En totale résonance avec ce que nous avons encore défendu et défendons depuis toujours sur nos infokiosques à Vaas et ailleurs [7] : sobriété, efficacité, renouvelable. Un triptyque établi par Wolfgang Sachs que nous rappelle la revue Sortir du nucléaire (qu’on recommande à tous, et plus encore son site : https://www.sortirdunucleaire.org/) dans son dernier numéro (n° 102, été 2024). Un concept repris par l’ONG NégaWatt et désormais largement relayé par la mouvance antinucléaire, écologiste, environnementaliste… 

L’ombre de la bombe

Autant que faire se peut nous avons rappelé l’imminente commémoration des explosions atomiques des 6 et 9 août 1945 à Hiroshima et Nagasaki et la mobilisation pour dénoncer leur emploi, hier, évidemment, les menaces répétées aujourd’hui par Poutine, la mobilisation sur cinq jours (du 5 au 9 août 2024) à Tours (à laquelle une poignée de Sarthois·es ont participé) et la nécessité de rejoindre, d’appliquer et de faire vivre le Traité d’interdiction des armes nucléaires (TIAN, entré en vigueur en janvier 2021, adopté en juillet 2017 par 122 pays sur 192 ; au 5 janvier 2024, 93 États l’avaient signé et 70 ratifié) jusqu’au démantèlement total.

20223-2024-2025

Réitérons, ici, notre entière considération à la centaine de bénévoles qui s’active année après année (et souvent, pour un certain nombre, sur d’autres animations proposées au moulin tout au long des saisons) à la faisabilité et la réussite de La Fête du blé au pain.


 Notes

[1] Loi n° 2023-491 du 22 juin 2023 relative à l’accélération des procédures liées à la construction de nouvelles installations nucléaires à proximité de sites nucléaires existants et au fonctionnement des installations existantes.

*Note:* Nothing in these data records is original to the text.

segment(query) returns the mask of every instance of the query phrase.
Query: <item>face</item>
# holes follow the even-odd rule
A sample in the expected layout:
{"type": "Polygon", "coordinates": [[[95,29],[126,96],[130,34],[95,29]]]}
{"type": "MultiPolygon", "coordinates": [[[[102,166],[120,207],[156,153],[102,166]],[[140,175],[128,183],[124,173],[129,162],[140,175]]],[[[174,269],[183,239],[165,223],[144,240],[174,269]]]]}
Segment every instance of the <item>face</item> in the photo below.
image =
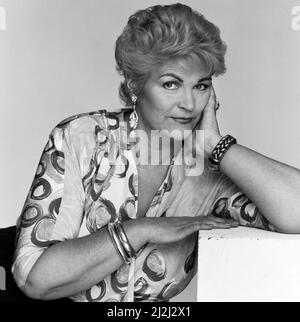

[2] Alors que le chef de l’Etat (à Belfort le 10 février 2024) et diverses instances s’étaient déjà prononcés pour la prolongation du parc existant (jusqu’au-delà de soixante ans pour les réacteurs nucléaires qui pourraient l’être « sans rien céder sur la sûreté », selon E. Macron ), début juillet 2024, la commission d’enquête du Sénat sur l’électricité recommandait elle aussi la prolongation de la durée de vie des centrales « au-delà de 60 ans » (et la construction de quatorze EPR).

[3] La France est obsédée par la plus haute marche des podiums nucléaires. Depuis la modeste « boule » de Chinon et de Brennilis (75 MWe), la puissance de ses réacteurs n’a cessé de croître : 900, 1200, 1300, 1450 et 1650 ! Un dernier palier de trop, voir un plafond, qui génère d’incommensurables problèmes systémiques nullement anticipés dans le design des six EPR construits et/ou entrepris à ce jour.

[4] Dans le même discours à Belfort (ibid) en faveur de la relance du nucléaire, E. Macron avait annoncé la construction de six EPR de seconde génération, puis la construction de huit EPR2 additionnels. Plus des SMR (petits réacteurs modulaires), dont les designs de deux prototypes américains (NuScale) et français (Nuward) viennent d’être abandonnés.

[5] Alors que le nucléaire a dès son origine d’abord été militaire, le ministère des Armées et EDF ont conjointement annoncé le 18 mars 2024 la réquisition de la centrale nucléaire de Civaux (deux réacteurs sur la Vienne à 176 km du Mans) pour y produire du tritium dès 2025. Un gaz indispensable aux armes de dissuasion (produit à Marcoule jusqu’en 2009) et qui doit être régulièrement renouvelé.

[6] Des participants aux élections, seul·e·s, la France Insoumise, les Écologistes et le NPA s’opposent au nucléaire (libertaires, décroissant·e·s, communalistes… itou). Hélas, suite aux législatives, concernant cette complexe thématique, in fine, le Nouveau Front Populaire a décidé de ne rien décider.               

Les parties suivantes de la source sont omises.